A Doctor Challenged the Opinion of a Powerful Child Abuse Specialist. Then He Lost His Job. [View all]

https://www.propublica.org/article/child-abuse-pediatrician-minneapolis-nancy-harper-cps

On a February afternoon in 2022, Dr. Bazak Sharon logged into a remote video meeting from his home office in Minneapolis. He propped up his cellphone next to his laptop and hit record on a video app.

There were several people in the meeting with Sharon, who at the time was a pediatrician with the University of Minnesota. Two hospital leaders, Sharon’s boss and a lawyer were there, too. But the person Sharon was most wary of was in the lower-right corner of the grid of faces: Dr.

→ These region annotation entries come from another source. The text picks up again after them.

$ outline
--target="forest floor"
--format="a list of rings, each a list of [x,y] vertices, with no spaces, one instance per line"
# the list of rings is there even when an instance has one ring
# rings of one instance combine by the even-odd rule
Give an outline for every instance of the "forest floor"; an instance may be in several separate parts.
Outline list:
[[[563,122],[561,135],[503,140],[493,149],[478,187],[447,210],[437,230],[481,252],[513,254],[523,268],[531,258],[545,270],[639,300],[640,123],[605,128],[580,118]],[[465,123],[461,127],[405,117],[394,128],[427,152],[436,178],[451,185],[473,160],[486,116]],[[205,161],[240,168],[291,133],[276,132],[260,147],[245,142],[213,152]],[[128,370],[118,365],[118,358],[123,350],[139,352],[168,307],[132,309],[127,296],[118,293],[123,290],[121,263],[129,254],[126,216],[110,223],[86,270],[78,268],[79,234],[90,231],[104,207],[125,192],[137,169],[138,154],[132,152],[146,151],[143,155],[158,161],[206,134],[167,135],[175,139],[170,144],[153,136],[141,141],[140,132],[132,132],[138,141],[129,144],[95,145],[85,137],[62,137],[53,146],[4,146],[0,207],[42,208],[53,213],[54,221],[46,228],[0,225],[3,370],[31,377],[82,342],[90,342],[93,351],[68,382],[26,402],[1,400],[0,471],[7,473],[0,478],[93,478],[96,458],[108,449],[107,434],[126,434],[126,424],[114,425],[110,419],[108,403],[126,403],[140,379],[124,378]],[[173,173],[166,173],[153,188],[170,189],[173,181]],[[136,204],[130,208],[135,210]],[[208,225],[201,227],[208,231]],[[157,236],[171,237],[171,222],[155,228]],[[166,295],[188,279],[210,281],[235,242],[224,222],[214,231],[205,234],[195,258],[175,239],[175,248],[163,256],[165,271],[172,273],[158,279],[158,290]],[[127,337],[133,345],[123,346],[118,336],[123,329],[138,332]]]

Nancy Harper, the director of the child abuse team at University of Minnesota Masonic Children’s Hospital in Minneapolis.

Sharon suspected that the discussion, about the care of a 3-month-old named Hank, was going to be contentious. He worried that someday, perhaps even in court, he might need evidence of his role caring for Hank. He was prepared to argue with Harper if she challenged his clinical judgment, but it was quickly apparent that the quality of the care he provided was not at issue.

Hank was born small and was not eating well or gaining enough weight; sometimes, according to his parents, he just seemed to be in pain. (ProPublica is using a nickname for the child at the parents’ request.) At an appointment in January, a doctor ordered an endoscopy, a procedure where a tiny camera is threaded through the body, and also suggested an MRI.

The scans of Hank’s brain showed fluid pooled under both sides of his skull. The blood was old, possibly months old, and Hank was admitted to the hospital. Sharon met him the next day.

A member of Harper’s team named Dr. Caroline George also evaluated Hank that day. In her opinion, according to court records, the bleeding was “consistent with abusive head trauma.” Sharon had suggested other possible causes, including an injury from birth, an infection or even spontaneous bleeding. Sharon wrote in the child’s medical record that it’s “likely we will never identify the exact mechanism that caused his injury.”

Three days after Hank was admitted, Sharon said he learned that a county child protection services worker was preparing to come to the hospital to take custody of the baby, as well as his 2-year-old brother, William.

Sharon said that he was stunned that no one had spoken to him since he was Hank’s primary doctor. So he did something that seemed to put him at odds with George, Harper and hospital leadership: He told Hank’s parents, CPS and police he didn’t think the bleeding alone was enough evidence to say this was abuse.